In the move towards value-based care, CMS has been trying out various payment models, one of which is bundled payments. This article explores the background and forms of the idea.
In the move towards value-based care, CMS has been trying out various payment models, one of which is bundled payments. The latest headlines on bundled payments revolve around the announcement by CMS earlier this year that it intends to begin mandatory bundled payments for hip and knee replacements.
This proposed rule will be part of the Comprehensive Care for Joint Replacement (CJR) initiative beginning in April of 2016. Under this program, hospitals that are engaged in providing this service will be financially accountable for all the cost and quality related to these joint replacement procedures during one's hospitalization during a stay and up to 90 days afterwards. This incentivizes providers and hospitals to be ever more cognizant of cost in order to keep costs for the entire process under what is provided by the bundled payment.

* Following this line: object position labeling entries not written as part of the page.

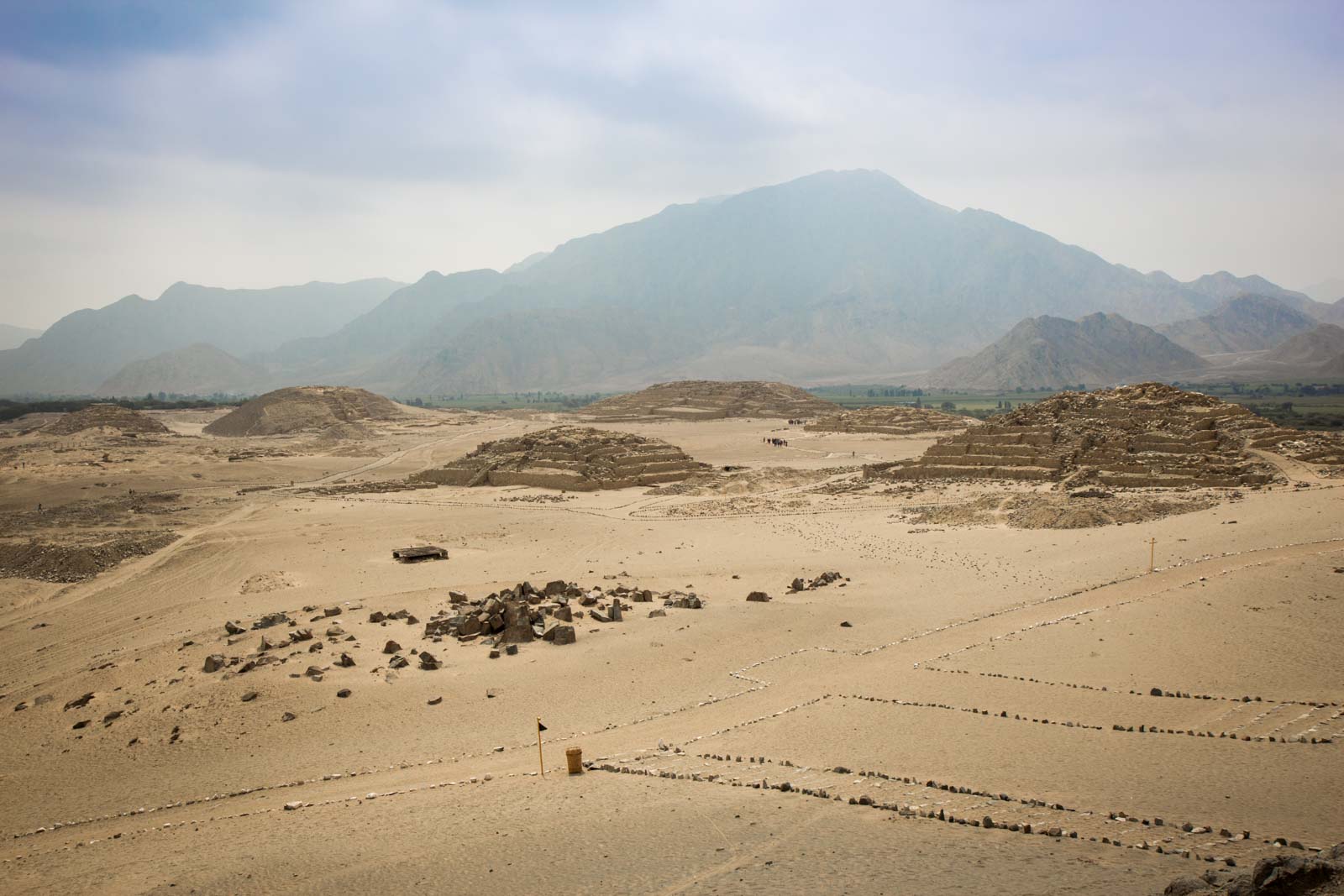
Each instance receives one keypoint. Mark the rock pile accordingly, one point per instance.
(820, 582)
(891, 421)
(112, 417)
(523, 614)
(577, 458)
(710, 401)
(307, 409)
(1135, 436)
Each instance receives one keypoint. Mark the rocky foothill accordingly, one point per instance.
(710, 401)
(891, 419)
(107, 417)
(575, 458)
(74, 562)
(1147, 436)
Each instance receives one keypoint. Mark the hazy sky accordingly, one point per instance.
(255, 144)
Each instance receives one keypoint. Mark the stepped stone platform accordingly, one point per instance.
(112, 417)
(1146, 436)
(577, 458)
(891, 421)
(710, 401)
(302, 409)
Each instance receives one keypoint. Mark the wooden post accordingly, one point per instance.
(541, 763)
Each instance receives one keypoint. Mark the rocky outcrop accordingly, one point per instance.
(711, 401)
(1284, 875)
(575, 458)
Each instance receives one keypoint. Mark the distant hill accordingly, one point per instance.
(1100, 349)
(1332, 369)
(304, 409)
(1314, 347)
(85, 348)
(197, 369)
(1223, 286)
(15, 336)
(835, 275)
(711, 399)
(1330, 291)
(1242, 324)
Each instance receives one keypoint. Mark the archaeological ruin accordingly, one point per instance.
(577, 458)
(1149, 434)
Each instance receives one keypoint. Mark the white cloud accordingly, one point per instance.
(355, 139)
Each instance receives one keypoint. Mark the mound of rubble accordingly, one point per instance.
(524, 613)
(1304, 873)
(58, 562)
(107, 417)
(1151, 434)
(891, 421)
(302, 409)
(711, 401)
(577, 458)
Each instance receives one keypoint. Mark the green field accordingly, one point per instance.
(1305, 406)
(508, 401)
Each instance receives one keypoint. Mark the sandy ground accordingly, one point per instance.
(990, 660)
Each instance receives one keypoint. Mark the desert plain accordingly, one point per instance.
(972, 707)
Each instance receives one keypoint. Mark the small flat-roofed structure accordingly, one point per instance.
(421, 553)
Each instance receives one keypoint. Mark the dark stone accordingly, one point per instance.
(1184, 886)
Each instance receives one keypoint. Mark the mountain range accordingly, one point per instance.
(833, 277)
(17, 336)
(1053, 352)
(77, 354)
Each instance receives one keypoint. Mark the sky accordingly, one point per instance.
(257, 144)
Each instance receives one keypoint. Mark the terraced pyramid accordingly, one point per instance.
(1149, 434)
(577, 458)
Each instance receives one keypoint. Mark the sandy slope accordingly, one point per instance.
(937, 616)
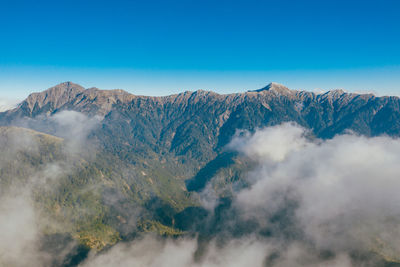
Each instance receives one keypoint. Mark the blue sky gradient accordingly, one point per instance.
(163, 47)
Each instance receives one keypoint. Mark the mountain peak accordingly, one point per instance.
(55, 96)
(274, 87)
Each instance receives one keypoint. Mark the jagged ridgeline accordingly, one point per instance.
(103, 166)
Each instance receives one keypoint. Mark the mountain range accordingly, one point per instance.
(128, 164)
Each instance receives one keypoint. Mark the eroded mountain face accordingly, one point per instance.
(116, 165)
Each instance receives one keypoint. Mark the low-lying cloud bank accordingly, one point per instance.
(310, 203)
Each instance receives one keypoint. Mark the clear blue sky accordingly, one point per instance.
(161, 47)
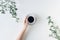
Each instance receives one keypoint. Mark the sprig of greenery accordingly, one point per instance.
(55, 31)
(10, 6)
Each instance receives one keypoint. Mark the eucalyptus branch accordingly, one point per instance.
(55, 31)
(10, 6)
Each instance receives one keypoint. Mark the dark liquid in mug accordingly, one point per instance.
(30, 19)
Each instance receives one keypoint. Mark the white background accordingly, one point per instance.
(9, 29)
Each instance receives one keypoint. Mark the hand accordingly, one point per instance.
(25, 22)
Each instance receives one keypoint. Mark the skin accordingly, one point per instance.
(21, 34)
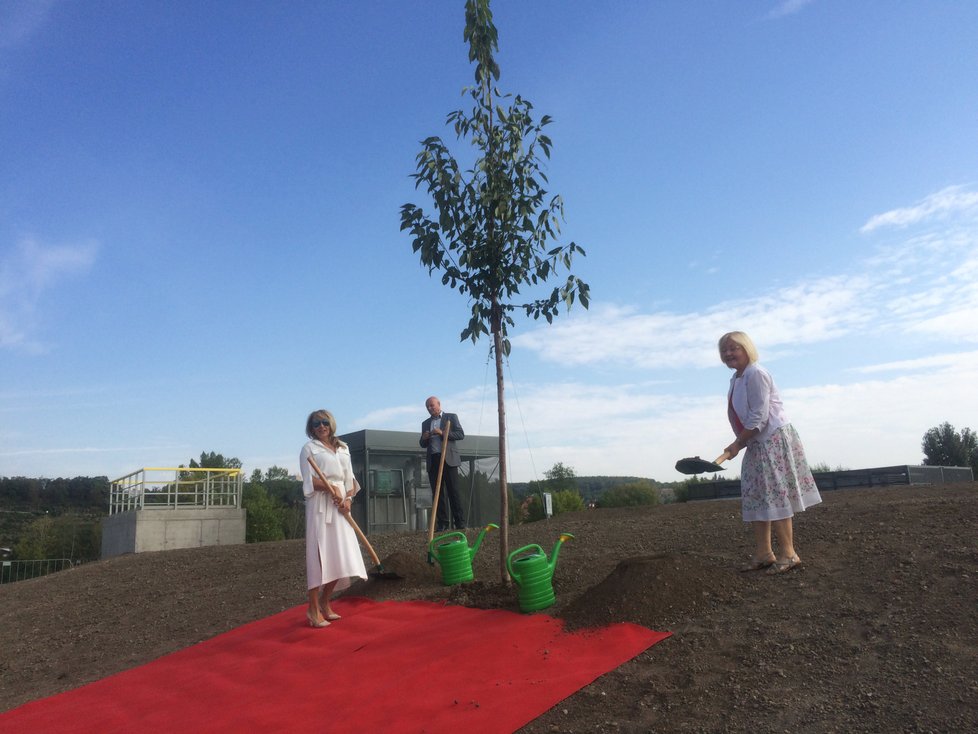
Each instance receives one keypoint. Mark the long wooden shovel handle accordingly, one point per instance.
(441, 467)
(348, 516)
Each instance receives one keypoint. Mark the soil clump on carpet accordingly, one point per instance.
(876, 632)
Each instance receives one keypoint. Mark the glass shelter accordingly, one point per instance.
(390, 466)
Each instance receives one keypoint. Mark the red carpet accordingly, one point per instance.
(385, 667)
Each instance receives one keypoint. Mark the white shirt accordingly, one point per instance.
(757, 402)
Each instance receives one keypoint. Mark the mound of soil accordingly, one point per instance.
(876, 632)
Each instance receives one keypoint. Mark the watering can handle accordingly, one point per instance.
(511, 556)
(439, 539)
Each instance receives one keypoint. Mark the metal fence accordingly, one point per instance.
(176, 487)
(11, 571)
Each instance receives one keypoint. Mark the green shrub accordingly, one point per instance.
(264, 519)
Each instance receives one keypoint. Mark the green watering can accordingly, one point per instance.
(454, 555)
(533, 574)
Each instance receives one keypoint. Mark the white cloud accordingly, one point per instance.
(812, 311)
(962, 360)
(926, 284)
(26, 273)
(941, 205)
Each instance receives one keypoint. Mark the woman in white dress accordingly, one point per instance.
(332, 552)
(775, 479)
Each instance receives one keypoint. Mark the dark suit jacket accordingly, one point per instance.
(452, 457)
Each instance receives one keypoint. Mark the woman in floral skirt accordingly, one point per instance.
(775, 479)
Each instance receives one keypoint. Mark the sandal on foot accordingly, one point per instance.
(756, 564)
(786, 565)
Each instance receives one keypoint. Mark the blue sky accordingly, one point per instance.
(199, 227)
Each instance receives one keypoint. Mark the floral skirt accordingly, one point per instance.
(775, 480)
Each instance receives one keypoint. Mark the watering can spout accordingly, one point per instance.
(478, 541)
(556, 550)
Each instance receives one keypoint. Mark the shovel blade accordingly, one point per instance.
(696, 465)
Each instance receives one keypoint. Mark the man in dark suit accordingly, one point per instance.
(433, 438)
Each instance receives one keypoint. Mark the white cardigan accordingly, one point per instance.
(757, 402)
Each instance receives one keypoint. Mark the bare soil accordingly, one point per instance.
(876, 632)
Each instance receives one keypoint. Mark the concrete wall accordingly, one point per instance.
(138, 531)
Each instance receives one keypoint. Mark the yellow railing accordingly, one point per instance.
(152, 488)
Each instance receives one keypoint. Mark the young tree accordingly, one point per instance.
(944, 446)
(495, 224)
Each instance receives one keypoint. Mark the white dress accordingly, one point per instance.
(332, 549)
(775, 481)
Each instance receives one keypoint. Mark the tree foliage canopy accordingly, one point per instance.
(945, 446)
(495, 220)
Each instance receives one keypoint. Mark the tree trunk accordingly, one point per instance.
(497, 341)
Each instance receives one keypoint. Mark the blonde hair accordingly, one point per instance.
(324, 415)
(741, 339)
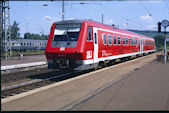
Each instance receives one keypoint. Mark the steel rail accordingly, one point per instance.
(31, 82)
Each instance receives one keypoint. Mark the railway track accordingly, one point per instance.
(43, 79)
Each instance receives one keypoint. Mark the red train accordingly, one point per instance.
(85, 44)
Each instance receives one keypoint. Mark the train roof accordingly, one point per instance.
(100, 25)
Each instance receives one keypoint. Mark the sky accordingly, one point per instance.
(33, 17)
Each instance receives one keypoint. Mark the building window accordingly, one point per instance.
(109, 39)
(114, 40)
(104, 38)
(89, 36)
(118, 38)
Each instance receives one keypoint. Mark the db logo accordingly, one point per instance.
(89, 54)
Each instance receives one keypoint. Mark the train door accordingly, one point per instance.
(95, 52)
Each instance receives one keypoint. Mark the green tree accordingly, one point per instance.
(15, 30)
(27, 35)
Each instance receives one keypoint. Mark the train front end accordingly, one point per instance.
(65, 45)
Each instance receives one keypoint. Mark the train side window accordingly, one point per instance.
(123, 41)
(114, 40)
(134, 41)
(129, 41)
(126, 41)
(109, 39)
(95, 38)
(89, 36)
(104, 38)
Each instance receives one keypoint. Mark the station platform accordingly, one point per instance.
(25, 61)
(139, 84)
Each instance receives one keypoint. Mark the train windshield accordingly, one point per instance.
(66, 35)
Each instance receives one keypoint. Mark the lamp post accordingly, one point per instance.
(165, 24)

So What Are Bundled Payments?
A bundled payment is viewed as a single payment that will comprehensively cover the cost of care delivered by two or more providers during one episode of care and/or some specified period of time. The payments received within this framework will fall under what is known as a type of risk-contracting or more commonly referred to as going “at-risk.”
In effect, if you are providing care under this agreement you will be “at-risk” for the cost of services incurred because if the cost of care goes above what is provided by the bundle, then you are at risk of picking up the tab for the difference.
However, if the ultimate cost of care remains under the agreed amount, then you and the other providers involved in that episode of care will be compensated for the cost savings that resulted from care coordination and what was set for the “bundled payment.”
This payment may occur in different ways dependent on a given practice setting. For example, the payment may be provided to an Accountable Care Organization (ACO) that a given provider participates in or is employed by. The ACO then appropriates out the payments to their physicians and providers as agreed upon for a particular episode of care.
It is also possible for this payment to come directly from a payer that has contracted with a set of providers independently. The payer then pays the providers separately but within their negotiated prices so that the total cost does not exceed the bundle. You may see or hear this form of bundling referred to as “virtual” bundling as well.
Thus far, most of these payments have been done retrospectively. First the service is provided and then payment is received, much like our current fee-for-service model. Although this will aid in predicting cost in a more consistent manner. It still is subject to some of the criticisms found in traditional fee-for-service payment model. One of these criticisms being that it may still harbor incentives for providers to do more based predominantly on monetary drivers.
CMS has been testing the use of these models via its Bundled Payments for Care Improvement Initiative. This initiative is comprised of four models around episodes of care.
The models incorporate both financial and performance measures in hopes of coordinated and quality care.
Model 1: Addresses inpatient stays in acute care settings and provides prospective payments using the Inpatient Prospective System for organizations and to the providers based on the Physician Fee Schedule.
Model 2: Acute care hospital inpatient stays plus post-acute care and any services incurred up to 90 days after discharge. This is done as a retrospective bundled payment arrangement and later reconciled with the target price for the bundle.
Model 4: A single prospective payment is made to an organization encompassing all services during the entire inpatient stay for that episode of care.